= CEMP star =

Chemically peculiar stars

Carbon-enhanced metal-poor stars, usually referred to as CEMP stars, are a class of chemically peculiar star. CEMP stars have [C/Fe] > +1, which means compared to the Sun these stars have carbon enhanced at least ten times more than iron, and [Fe/H] < −1, meaning that iron is less than a tenth that in the Sun.

These are further categorized by whether r-process or s-process elements are enhanced. CEMP-no stars have no enhancement. Some of these are the earliest formed in the Milky Way. The others are termed CEMP-r, CEMP-s, or CEMP-r/s.
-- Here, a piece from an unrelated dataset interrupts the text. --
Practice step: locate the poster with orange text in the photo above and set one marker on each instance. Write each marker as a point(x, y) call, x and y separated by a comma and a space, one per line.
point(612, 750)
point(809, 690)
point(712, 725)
Metal-poor stars are more likely to be CEMP stars, and once [Fe/H] < −5.0, then all the stars are CEMP stars.

==Subdivisions==
CEMP-r stars have [Eu/Fe] > +1 and [Ba/Eu] < 0.

CEMP-s stars have [Ba/Fe] > +1 and [Ba/Eu] > +0.5 80% of CEMP stars fall into this category.

CEMP-r/s stars have [Ba/Eu] between 0 and +0.5 so they are under the level for CEMP-s stars.

CEMP-no stars have [Ba/Fe] < 0. About 20% of CEMP stars fall into this category.